When I’m done with the sheets, I step into the shower and wash the sea off of me. I wash the day off me. As the shampoo suds crackle in my ear I think of Willow and her bare feet; I think of Boogie, and what he said that made both our words crack with sadness. I think of Lark, playing with the dog who wasn’t Mitzy, and then the surf and being throttled by blue. I think of my mother, the drowning beetle. And I think of Noah. I turn my face up towards the showerhead and I think of Noah. I think of how he looks like he got caught in a shower of freckles. Our shoulders when they were almost touching. The way he smelt. How he wanted my opinion. How he thought I was like Piggy.
Jesus, Kirra. He thinks you’re like Piggy.
I turn the shower off and wrap the towel around me, then wipe the fog from the mirror so I can see my face. My hair, clumping down my back in a shade of dirty yellow. My small face with its pointed chin. My small nose. My regular-sized lips. And then my eyes. I squint to try to see if I’d be pretty if they were smaller. In this fuzzy, squinty reflection I do look pretty, in a way. But then I open my eyes properly again, and the size of them, the yellowness of them, scares all the beauty away. It chases it right from my face.

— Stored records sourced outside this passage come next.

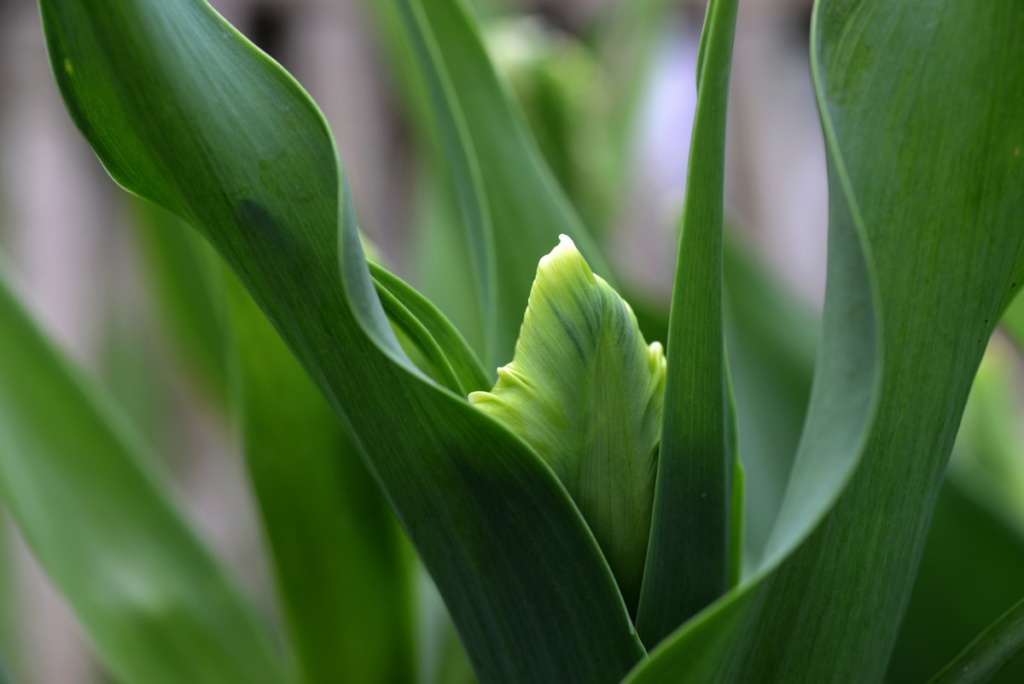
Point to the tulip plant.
(582, 510)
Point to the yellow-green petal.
(585, 390)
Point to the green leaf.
(970, 570)
(925, 252)
(986, 655)
(183, 111)
(154, 602)
(342, 581)
(511, 207)
(688, 564)
(585, 391)
(772, 341)
(438, 337)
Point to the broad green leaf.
(688, 564)
(970, 571)
(925, 252)
(423, 319)
(986, 655)
(585, 391)
(511, 208)
(974, 557)
(183, 111)
(154, 602)
(1013, 321)
(342, 580)
(772, 340)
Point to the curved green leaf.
(986, 655)
(342, 580)
(585, 391)
(511, 206)
(925, 206)
(688, 557)
(180, 272)
(154, 602)
(438, 332)
(183, 111)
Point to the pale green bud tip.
(586, 391)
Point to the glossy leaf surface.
(343, 582)
(155, 603)
(688, 557)
(183, 111)
(925, 252)
(511, 207)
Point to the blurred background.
(69, 233)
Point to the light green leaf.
(183, 111)
(422, 321)
(512, 209)
(925, 252)
(155, 604)
(970, 571)
(585, 391)
(986, 655)
(688, 564)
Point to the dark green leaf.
(79, 485)
(688, 557)
(342, 580)
(511, 206)
(986, 655)
(925, 252)
(183, 111)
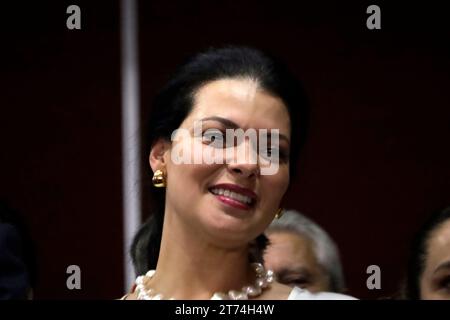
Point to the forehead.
(439, 245)
(242, 101)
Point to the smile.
(234, 195)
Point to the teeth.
(233, 195)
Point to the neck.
(190, 267)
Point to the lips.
(234, 195)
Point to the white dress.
(302, 294)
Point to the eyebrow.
(231, 124)
(444, 265)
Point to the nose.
(245, 170)
(244, 161)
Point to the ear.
(159, 154)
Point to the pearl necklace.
(263, 279)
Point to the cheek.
(275, 186)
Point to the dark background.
(375, 165)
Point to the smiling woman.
(206, 238)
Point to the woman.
(429, 267)
(206, 238)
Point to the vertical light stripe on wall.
(130, 131)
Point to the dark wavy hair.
(175, 102)
(419, 253)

I think of what Boogie told me. I wonder how I can draw blood with my words. What does that even mean? I think of Cassie, and Lou and the rest of them, and I think of the words they use on me, and I think of The Circle, and how it felt like their words were scratching me right up, except the scratches were all on the inside, and how it felt as raw and painful as it would have felt if they’d been using their fingernails to claw at my skin. Maybe more. Real scratches heal. Those words they used, they drew blood all right. I need to use those types of words, Boogie said, and I wonder where I can find them.
My reflection stares back at me, and it almost scares me, how intense that girl in the mirror looks.
‘Oh yeah, Cassie? Well at least the bleach hasn’t leached into my brain,’ I whisper to the girl in the mirror. The girl in the mirror nods back at me. I whisper a little louder.
‘Is that foundation you’re wearing, Tara, or did a concrete mixer unload itself on your face?’
The girl in the mirror can taste the blood. And she likes it.
‘Hey Sasha, is your favourite colour beige? It should be, because you’re so generic.’
The eyes staring back at me flash.
‘Hey Lou, Cassie doesn’t like you, she just thinks of you as an attack dog who’ll lunge when she says sic ’em!’
The eyes in the mirror aren’t flashing anymore, they’re on fire. They look like two yellow fires ablaze on my face. I look tough. I look fierce. And I scare myself.
I look away, then I peek back at my reflection through my eyelashes. Do I really want to be a person who has claws?